6.4 magnitude earthquake hits Turkey’s southern Hatay province, said the country’s disaster agency.
As the Turkish government continues the rescue operation of people trapped under the buildings flattened by the unprecedented earthquakes which hit the country two weeks ago, another 6.4 magnitude tremor struck the country’s southern Hatay province on late Monday evening, according to the disaster agency.
This comes after a magnitude 7.8 earthquake with its epicenter in Turkey’s southeastern Kahramanmaras province struck in the early hours of February 6, followed by over 40 aftershocks burying thousands under the rubble of flattened buildings in Turkey and neighbouring Syria.
As rescue operations continue, concerns are growing over the possible spread of infection in quake-hit areas.

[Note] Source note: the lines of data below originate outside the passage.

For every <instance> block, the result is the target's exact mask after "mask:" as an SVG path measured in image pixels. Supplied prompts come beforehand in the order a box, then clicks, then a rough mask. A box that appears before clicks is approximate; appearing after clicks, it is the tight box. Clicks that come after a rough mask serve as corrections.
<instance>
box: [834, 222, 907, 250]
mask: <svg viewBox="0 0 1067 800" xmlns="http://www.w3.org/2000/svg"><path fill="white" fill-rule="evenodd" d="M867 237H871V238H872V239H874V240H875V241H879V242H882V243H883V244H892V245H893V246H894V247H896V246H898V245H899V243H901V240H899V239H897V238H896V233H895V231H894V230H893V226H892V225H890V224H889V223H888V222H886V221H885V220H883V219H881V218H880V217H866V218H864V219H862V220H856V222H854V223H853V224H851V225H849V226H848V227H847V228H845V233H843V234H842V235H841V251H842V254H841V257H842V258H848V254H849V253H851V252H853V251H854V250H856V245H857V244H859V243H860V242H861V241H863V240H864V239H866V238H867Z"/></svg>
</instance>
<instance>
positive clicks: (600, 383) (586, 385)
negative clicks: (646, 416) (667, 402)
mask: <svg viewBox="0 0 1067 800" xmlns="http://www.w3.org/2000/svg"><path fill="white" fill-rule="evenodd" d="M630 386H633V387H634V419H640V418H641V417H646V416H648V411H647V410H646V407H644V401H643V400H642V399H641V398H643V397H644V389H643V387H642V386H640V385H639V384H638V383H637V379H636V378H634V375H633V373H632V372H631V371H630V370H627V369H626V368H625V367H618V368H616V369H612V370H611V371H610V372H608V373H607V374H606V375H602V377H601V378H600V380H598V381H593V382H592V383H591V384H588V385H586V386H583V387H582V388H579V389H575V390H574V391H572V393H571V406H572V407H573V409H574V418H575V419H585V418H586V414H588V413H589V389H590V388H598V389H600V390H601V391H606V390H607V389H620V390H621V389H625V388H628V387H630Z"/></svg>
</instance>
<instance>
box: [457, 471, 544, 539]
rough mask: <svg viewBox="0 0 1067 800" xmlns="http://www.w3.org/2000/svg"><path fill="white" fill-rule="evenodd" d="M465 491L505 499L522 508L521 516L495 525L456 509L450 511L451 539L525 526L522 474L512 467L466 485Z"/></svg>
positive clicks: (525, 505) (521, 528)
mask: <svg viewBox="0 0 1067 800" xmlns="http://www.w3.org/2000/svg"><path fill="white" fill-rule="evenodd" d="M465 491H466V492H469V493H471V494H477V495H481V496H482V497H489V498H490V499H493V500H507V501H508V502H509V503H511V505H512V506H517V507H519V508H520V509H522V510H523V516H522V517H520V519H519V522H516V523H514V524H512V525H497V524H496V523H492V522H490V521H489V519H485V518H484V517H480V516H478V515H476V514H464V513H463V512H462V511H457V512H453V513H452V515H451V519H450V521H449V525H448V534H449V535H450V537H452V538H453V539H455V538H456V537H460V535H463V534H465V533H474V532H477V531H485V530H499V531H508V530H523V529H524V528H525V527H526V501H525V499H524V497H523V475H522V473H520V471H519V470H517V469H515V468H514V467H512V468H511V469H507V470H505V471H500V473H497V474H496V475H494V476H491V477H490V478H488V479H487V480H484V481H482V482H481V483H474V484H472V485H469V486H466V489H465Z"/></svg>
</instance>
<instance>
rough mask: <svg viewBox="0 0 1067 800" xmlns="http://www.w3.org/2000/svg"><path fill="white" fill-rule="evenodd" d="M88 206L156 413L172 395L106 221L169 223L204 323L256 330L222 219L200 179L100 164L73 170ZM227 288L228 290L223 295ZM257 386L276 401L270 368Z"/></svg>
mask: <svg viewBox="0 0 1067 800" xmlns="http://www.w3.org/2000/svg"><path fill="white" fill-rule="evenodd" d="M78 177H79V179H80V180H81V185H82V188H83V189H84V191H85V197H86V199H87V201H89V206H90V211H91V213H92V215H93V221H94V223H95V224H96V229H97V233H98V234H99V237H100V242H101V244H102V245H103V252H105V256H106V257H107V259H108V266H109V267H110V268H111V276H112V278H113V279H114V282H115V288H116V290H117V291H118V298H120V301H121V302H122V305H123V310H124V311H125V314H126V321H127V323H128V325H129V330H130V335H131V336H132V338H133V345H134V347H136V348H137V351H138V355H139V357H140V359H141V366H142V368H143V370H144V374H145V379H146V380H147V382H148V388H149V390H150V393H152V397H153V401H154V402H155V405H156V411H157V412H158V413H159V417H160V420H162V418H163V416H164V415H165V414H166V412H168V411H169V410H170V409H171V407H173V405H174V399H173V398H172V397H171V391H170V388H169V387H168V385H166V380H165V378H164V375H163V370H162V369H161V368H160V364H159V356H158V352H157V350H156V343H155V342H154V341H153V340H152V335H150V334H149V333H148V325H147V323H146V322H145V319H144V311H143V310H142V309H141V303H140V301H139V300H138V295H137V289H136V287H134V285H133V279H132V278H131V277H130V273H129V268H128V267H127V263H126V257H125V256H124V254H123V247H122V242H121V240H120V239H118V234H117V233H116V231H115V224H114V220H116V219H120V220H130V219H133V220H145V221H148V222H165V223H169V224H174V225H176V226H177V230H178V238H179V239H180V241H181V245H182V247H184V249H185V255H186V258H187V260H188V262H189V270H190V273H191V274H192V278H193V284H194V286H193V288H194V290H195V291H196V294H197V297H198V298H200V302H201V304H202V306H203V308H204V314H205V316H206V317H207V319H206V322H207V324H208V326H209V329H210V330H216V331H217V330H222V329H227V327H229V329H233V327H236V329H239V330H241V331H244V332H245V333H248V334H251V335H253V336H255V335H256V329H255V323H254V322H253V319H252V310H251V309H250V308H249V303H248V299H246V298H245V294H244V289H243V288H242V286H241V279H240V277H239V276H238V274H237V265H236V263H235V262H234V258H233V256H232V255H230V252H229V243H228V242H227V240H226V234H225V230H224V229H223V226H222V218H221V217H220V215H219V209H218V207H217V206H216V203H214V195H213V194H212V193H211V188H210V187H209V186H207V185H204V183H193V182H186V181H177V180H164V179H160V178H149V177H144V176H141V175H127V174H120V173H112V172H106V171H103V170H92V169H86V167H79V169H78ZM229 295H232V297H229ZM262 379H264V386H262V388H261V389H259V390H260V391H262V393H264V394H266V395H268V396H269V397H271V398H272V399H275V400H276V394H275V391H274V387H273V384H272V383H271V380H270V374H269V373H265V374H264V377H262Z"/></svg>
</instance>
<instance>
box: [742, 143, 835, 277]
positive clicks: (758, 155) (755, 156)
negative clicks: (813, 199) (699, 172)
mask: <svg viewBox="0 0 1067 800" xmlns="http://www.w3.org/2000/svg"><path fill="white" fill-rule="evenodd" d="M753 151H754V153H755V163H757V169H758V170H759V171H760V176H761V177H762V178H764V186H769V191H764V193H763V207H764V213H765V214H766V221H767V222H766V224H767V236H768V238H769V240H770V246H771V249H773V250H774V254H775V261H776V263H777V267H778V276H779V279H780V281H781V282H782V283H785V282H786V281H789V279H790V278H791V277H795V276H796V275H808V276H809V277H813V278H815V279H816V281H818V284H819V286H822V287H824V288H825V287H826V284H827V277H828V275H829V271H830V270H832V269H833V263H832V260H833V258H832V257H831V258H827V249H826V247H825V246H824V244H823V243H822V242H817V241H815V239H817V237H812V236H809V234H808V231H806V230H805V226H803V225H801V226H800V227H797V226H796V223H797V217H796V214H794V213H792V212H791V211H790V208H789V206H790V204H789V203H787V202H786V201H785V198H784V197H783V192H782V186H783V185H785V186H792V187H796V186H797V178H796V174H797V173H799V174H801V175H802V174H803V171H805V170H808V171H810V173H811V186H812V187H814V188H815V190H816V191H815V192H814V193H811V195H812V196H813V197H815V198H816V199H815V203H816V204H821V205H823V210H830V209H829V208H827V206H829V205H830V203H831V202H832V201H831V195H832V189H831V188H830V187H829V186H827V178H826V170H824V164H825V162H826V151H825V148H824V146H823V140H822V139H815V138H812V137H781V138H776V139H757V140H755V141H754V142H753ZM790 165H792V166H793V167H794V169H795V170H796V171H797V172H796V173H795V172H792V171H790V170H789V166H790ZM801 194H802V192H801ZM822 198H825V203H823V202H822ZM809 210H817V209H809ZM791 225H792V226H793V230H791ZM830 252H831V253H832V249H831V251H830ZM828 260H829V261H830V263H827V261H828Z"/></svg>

Italian seismologist Professor Carlo Doglioni claimed that Turkey, as per estimates, has actually slipped by five to six meters compared to Syria after the horizontal sliding of the two plates that caused the magnitude 7.8 quake in the two neighboring countries. The violent earthquake was caused by the Anatolian plate moving towards the Southwest with respect to the Arabica plate.
The President of the National Institute of Geophysics and Volcanology, Professor Doglioni, said that the two earthquakes 7.8 and 7.2 on the Richter scale respectively, were part of a single seismic sequence unleashed at the intersection of four plates that collide continuously — Anatolian, Arabica, Eurasian and African.